We buy coffee from different producers around the World. And much of what we use is highland coffee from Yirga Cheffe in Ethiopia - maybe the best region for Ethiopian coffee. And we use Arabica coffee in our blend, not Robusta coffee. For in general the aroma in Robusta is inferior to that of the Arabica and it has more caffeine.
If the coffee is perfect you have an intensity and a complexity of aroma that is wonderful. You have many different aromas: you have chocolate, you have flowers, you have fruits, you have honey, you have toast - you have all kinds of complex aromas.”
- Dr. Ernesto Illy, Honorary Chairman, Illy Cafe
“It is said that coffee is gold. And on the radio they are always talking about coffee, coffee, coffee… We listen to it but we gain nothing. It is the private traders who get fat. They block others from coming in.

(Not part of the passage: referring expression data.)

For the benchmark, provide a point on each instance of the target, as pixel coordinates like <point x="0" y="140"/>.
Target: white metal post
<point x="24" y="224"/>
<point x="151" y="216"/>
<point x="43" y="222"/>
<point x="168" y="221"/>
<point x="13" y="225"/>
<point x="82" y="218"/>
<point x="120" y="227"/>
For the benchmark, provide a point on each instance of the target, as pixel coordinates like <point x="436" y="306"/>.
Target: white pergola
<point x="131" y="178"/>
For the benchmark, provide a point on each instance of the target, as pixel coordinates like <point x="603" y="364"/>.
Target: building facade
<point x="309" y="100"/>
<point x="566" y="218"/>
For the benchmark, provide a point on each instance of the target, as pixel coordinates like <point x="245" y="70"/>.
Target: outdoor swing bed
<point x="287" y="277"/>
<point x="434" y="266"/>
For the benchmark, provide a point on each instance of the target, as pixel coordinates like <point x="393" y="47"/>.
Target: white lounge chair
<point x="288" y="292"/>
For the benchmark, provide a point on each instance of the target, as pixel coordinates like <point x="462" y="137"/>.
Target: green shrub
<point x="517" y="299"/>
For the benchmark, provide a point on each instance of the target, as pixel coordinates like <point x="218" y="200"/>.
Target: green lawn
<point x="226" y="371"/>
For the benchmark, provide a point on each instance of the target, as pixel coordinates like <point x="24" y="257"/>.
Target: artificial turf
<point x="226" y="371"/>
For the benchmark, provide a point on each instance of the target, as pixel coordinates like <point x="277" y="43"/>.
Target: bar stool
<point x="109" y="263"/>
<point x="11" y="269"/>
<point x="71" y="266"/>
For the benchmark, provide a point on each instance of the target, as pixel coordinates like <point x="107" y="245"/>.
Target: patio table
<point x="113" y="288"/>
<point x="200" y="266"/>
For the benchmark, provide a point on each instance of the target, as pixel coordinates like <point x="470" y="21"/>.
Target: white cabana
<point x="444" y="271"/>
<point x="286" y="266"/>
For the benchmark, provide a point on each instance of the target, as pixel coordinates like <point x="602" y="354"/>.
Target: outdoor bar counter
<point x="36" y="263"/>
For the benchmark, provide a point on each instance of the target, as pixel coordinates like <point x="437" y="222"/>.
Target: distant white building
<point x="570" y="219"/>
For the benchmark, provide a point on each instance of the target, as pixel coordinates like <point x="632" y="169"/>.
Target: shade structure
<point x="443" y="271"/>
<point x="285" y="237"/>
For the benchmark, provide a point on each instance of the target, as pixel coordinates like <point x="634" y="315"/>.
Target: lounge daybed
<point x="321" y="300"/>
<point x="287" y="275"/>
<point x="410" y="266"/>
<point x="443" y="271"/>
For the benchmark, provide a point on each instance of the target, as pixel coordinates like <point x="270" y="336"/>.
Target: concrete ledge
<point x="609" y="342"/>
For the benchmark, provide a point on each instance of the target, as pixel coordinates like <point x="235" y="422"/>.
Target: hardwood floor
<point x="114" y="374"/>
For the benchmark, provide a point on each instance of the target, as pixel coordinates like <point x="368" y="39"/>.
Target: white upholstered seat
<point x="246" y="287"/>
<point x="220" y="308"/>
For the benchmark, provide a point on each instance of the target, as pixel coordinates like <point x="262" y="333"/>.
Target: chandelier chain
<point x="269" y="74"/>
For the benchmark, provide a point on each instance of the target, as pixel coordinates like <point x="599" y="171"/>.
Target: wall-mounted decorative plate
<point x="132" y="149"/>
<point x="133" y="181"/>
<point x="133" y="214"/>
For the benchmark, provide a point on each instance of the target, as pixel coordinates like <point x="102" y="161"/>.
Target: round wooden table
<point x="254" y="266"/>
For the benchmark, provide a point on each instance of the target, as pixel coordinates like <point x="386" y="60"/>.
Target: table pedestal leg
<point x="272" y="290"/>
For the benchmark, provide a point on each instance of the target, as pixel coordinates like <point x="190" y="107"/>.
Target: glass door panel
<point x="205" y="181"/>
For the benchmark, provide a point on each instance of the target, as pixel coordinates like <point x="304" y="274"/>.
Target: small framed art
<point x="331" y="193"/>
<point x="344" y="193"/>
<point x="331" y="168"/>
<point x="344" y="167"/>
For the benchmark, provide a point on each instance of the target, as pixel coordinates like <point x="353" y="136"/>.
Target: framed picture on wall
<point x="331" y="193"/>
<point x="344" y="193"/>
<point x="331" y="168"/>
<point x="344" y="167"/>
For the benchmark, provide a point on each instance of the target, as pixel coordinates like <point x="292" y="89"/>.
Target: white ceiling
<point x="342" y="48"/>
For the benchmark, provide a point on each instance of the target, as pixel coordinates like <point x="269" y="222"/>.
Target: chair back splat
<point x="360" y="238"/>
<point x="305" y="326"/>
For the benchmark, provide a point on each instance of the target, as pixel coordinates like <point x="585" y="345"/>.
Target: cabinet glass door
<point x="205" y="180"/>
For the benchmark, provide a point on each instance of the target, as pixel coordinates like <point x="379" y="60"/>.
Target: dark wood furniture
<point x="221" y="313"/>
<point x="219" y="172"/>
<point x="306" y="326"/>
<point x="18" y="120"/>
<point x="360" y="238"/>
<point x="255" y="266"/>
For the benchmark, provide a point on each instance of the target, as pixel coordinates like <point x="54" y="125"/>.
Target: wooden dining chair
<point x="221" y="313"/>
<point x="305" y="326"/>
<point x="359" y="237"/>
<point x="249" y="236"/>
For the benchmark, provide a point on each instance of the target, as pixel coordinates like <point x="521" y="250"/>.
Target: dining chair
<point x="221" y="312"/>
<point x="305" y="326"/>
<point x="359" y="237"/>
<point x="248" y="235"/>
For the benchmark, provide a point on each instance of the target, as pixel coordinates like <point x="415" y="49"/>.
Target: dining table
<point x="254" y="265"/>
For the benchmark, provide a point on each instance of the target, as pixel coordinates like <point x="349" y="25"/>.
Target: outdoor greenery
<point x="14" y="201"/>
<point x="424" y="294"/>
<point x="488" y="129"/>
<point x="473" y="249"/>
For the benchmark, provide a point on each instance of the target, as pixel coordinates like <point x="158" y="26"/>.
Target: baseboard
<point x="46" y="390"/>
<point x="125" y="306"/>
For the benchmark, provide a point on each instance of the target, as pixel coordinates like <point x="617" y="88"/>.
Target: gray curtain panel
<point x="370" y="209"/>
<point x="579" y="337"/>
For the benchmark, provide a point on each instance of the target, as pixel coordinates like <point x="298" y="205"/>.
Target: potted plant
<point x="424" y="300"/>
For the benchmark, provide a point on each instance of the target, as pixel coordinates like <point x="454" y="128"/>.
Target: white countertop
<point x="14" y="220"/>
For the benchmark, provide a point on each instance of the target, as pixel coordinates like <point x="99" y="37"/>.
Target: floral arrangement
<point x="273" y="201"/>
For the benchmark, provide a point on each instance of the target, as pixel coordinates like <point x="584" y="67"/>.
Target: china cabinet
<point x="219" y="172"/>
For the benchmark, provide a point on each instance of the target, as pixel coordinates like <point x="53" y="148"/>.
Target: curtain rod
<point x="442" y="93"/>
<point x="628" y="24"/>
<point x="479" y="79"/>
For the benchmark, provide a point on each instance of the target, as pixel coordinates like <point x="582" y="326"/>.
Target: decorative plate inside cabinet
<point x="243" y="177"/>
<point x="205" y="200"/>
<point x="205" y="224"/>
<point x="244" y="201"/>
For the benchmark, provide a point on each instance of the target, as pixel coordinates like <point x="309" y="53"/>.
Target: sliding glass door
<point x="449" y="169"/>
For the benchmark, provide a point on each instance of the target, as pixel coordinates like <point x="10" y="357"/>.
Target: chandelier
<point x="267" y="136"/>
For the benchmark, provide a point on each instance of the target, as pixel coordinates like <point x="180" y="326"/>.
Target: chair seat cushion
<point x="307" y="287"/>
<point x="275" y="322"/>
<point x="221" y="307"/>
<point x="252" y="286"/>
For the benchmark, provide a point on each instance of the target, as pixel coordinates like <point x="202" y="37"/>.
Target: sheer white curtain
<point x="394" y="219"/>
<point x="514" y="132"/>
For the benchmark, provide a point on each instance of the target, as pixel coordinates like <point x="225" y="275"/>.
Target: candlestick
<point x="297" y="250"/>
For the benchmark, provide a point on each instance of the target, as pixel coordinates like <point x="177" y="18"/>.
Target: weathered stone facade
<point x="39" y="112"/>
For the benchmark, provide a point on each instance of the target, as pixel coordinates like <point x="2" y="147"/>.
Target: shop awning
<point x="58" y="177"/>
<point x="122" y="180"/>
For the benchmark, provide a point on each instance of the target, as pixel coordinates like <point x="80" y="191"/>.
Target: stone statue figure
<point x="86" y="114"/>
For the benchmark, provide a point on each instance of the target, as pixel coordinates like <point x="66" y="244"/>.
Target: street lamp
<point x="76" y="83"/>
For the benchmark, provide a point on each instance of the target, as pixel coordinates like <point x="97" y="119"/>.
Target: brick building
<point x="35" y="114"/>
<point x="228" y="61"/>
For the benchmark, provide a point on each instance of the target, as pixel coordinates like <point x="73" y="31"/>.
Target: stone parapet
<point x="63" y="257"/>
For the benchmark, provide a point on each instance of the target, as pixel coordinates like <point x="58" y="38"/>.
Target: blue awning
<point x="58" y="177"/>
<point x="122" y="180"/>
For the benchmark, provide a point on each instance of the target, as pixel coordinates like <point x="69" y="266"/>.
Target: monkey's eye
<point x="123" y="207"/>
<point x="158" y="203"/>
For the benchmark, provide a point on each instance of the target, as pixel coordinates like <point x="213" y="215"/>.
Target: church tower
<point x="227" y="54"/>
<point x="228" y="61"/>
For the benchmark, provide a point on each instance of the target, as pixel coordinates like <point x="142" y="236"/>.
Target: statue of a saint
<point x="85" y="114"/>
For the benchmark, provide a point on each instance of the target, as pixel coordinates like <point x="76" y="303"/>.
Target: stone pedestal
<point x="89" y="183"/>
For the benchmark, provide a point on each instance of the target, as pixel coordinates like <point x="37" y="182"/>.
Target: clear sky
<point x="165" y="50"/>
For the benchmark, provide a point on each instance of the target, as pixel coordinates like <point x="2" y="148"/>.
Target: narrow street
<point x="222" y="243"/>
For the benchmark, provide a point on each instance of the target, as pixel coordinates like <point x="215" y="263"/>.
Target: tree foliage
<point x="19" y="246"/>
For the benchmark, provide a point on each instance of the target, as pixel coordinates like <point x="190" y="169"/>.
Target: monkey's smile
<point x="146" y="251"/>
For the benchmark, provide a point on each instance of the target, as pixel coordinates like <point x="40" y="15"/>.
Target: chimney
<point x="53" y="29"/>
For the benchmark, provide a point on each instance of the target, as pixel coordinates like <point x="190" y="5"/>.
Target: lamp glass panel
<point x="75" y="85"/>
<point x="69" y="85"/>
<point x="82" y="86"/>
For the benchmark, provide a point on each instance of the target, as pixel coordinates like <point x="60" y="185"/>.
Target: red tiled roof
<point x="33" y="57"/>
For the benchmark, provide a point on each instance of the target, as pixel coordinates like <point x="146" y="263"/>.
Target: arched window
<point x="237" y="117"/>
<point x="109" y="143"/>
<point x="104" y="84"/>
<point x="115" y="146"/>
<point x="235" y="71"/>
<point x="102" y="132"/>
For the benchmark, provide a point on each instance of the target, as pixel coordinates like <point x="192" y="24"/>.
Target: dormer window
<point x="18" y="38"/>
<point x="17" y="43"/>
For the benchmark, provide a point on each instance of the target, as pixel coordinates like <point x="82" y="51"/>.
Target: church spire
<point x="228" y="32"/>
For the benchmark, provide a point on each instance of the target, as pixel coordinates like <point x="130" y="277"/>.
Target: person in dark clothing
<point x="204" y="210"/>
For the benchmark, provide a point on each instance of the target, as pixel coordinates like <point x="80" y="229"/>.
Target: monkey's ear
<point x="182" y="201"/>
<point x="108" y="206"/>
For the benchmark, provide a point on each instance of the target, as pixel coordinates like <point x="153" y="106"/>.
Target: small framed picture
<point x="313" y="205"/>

Our problem is when the coffee ripens and is ready for sale, a man comes and says to us: “I will take your coffee and pay you 0,75 birr (0,08 US $) for a kilo. There is no negotiation, one person decides to buy our coffee at 0,75 birr. We have no up-to-date price information, and one person controls the market.
When our coffee is ready, please take it at the right market price.”
- Coffee farmers in Yirga Cheffe, Sidama Region, Ethiopia.